NovelToon NovelToon
Between Two Alpha’S

Between Two Alpha’S

Status: sedang berlangsung
Genre:One Night Stand / Manusia Serigala / Beda Usia / Cinta Seiring Waktu
Popularitas:2k
Nilai: 5
Nama Author: adelita

Elowen, seorang wanita muda dari keluarga miskin, bekerja sebagai asisten pribadi untuk seorang model internasional terkenal. Hidupnya yang sederhana berubah drastis saat ia menarik perhatian dua pria misterius, Lucian dan Loreon. Keduanya adalah alpha dari dua kawanan serigala yang berkuasa, dan mereka langsung terobsesi dengan Elowen setelah pertama kali melihatnya. Namun, Elowen tidak tahu siapa mereka sebenarnya dan menolak perhatian mereka, merasa cemas dengan intensitasnya. Lucian dan Loreon tidak menerima penolakan begitu saja. Persaingan sengit antara keduanya dimulai, masing-masing bertekad untuk memenangkan hati Elowen. Saat Elowen mencoba menjaga jarak, ia menemukan dirinya terseret ke dalam dunia yang jauh lebih berbahaya daripada yang pernah ia bayangkan, dunia yang hanya dikenal oleh mereka yang terlahir dengan takdir tertentu. Di tengah kebingungannya, Elowen bertemu dengan seorang nenek tua yang memperingatkannya, “Kehidupanmu baru saja dimulai, nak. Pergilah dari sini secepatnya, nyawamu dalam bahaya.” Perkataan itu menggema di benaknya saat ia dibawa oleh kedua pria tersebut ke dunia mereka, sebuah alam yang penuh misteri, di mana rahasia tentang jati dirinya perlahan mulai terungkap.

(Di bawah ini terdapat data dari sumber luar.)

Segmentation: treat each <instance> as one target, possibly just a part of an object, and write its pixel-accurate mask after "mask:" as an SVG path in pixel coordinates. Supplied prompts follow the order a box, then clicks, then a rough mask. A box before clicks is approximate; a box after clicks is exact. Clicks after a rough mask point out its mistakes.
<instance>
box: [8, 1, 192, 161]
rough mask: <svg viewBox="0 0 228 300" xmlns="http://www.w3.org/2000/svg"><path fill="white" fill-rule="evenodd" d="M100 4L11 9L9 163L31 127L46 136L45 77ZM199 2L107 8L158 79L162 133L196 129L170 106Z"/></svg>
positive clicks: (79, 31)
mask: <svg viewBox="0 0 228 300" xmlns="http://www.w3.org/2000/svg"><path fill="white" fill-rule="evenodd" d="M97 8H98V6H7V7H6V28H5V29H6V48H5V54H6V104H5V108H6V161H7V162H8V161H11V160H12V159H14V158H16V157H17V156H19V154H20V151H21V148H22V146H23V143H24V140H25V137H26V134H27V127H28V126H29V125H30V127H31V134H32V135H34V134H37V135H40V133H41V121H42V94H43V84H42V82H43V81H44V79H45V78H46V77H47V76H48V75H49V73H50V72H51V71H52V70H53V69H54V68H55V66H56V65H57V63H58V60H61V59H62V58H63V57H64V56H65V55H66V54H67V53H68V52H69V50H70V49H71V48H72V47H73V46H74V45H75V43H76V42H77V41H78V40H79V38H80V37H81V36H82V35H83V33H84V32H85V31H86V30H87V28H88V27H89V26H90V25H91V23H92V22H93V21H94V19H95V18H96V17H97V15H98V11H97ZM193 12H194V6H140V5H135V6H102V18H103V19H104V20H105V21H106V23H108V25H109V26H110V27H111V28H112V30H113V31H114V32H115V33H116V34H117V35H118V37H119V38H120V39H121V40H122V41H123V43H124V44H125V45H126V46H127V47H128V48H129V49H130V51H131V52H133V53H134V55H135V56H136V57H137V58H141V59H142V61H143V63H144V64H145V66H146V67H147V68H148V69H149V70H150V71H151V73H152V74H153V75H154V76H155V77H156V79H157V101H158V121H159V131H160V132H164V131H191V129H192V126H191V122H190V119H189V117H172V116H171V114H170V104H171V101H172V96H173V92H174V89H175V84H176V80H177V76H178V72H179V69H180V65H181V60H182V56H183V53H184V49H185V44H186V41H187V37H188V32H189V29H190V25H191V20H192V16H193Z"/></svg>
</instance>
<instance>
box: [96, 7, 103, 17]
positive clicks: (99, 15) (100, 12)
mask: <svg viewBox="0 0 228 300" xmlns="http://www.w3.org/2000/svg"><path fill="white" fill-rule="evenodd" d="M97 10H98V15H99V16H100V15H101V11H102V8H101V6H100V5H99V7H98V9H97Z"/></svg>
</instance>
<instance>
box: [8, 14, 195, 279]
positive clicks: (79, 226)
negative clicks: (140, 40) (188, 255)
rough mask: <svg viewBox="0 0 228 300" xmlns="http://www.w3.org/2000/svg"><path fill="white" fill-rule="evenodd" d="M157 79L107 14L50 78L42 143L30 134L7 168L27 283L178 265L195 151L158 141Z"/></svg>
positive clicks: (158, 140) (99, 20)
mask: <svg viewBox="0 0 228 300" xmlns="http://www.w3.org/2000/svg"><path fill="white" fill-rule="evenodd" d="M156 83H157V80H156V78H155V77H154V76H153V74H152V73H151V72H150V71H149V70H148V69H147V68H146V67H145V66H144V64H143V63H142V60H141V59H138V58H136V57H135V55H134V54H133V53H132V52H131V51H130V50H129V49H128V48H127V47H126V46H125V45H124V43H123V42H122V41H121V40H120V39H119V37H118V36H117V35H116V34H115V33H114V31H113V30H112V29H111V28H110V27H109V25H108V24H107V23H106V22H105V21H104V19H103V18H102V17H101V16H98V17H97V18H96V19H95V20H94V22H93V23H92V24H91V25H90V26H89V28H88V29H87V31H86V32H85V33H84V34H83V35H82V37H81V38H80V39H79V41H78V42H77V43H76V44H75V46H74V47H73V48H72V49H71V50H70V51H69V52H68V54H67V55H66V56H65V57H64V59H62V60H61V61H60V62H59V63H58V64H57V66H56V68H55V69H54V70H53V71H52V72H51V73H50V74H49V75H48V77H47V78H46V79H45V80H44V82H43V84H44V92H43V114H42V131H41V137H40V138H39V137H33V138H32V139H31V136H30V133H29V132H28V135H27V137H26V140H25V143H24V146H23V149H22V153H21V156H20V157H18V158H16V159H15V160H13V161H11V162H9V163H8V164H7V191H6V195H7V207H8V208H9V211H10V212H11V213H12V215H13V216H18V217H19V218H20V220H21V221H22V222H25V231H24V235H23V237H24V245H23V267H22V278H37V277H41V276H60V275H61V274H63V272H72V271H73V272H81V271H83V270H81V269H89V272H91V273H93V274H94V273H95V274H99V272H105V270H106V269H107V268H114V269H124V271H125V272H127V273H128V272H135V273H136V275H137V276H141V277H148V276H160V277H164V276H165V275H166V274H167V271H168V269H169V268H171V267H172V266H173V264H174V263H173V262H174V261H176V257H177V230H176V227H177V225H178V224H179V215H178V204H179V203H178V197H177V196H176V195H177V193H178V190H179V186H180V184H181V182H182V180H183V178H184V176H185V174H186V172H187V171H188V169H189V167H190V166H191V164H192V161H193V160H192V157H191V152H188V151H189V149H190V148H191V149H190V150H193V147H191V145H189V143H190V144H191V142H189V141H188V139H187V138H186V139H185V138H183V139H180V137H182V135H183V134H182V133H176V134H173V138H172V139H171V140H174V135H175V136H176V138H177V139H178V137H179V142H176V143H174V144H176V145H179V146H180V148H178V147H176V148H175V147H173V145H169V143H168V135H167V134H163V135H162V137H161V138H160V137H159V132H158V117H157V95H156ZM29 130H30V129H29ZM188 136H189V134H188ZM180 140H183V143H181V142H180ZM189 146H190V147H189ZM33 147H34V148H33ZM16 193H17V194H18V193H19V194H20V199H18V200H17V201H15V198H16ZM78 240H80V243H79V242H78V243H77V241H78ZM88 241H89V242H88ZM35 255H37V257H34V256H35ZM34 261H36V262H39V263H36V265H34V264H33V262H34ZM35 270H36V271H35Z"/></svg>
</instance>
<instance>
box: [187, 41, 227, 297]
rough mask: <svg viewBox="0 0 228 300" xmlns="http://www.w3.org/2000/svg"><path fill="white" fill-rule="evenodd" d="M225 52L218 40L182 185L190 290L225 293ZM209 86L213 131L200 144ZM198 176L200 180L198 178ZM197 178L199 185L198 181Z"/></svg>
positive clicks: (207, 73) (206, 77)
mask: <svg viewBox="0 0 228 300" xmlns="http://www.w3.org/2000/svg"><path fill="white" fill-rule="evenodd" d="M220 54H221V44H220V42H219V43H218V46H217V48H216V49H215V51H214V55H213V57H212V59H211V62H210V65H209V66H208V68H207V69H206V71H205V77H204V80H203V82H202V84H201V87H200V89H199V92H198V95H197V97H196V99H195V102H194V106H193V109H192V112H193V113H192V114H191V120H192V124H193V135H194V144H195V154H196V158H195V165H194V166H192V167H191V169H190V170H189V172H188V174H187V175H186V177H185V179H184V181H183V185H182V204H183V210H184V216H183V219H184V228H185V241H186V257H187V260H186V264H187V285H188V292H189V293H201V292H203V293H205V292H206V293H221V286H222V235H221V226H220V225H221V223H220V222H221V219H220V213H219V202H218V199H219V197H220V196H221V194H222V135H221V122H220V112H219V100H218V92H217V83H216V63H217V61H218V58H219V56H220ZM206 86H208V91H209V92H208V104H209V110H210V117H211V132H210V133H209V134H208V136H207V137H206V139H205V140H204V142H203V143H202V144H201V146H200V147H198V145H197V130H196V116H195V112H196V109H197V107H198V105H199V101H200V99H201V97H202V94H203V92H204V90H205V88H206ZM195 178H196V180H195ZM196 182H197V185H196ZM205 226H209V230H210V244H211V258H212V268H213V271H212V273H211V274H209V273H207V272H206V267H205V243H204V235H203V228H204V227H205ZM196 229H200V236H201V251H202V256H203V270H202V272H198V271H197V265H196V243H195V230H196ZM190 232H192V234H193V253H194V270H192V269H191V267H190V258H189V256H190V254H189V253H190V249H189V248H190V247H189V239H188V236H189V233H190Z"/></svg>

Karya ini diterbitkan atas izin NovelToon adelita, isi konten hanyalah pandangan pribadi pembuatnya, tidak mewakili NovelToon sendiri

Two Alpha's And Mate

Valerie melangkah keluar dari tempat pakaian eksklusif dengan gaun pilihannya tergantung di lengannya. Ia berbalik sebentar ke arah Loreon yang berjalan di belakangnya dengan ekspresi datar, meskipun rahangnya tampak sedikit mengeras. Valerie, seperti biasanya, tidak bisa menahan diri untuk menggoda.

"Bagaimana kalau Elowen memilih gaun terbuka dengan renda sangat rendah, ya?" ucap Valerie dengan nada menggoda. "Kau tahu, dia suka gaun elegan yang membentuk tubuhnya, kan? Pas body, menonjolkan semua lekuknya. Kau bisa membayangkannya, kan?"

Loreon menatap Valerie sekilas, tidak mengatakan apa-apa, tetapi langkahnya sedikit melambat.

"Oh, dan jangan lupa," lanjut Valerie, sambil meliriknya dengan senyum jahil, "Elowen juga suka yang memperlihatkan punggung. Kau tahu kan, cukup seksi tapi tetap elegan. Aku yakin kalau dia memakai sesuatu seperti itu, semua pria di pesta pasti akan memandangnya sepanjang malam."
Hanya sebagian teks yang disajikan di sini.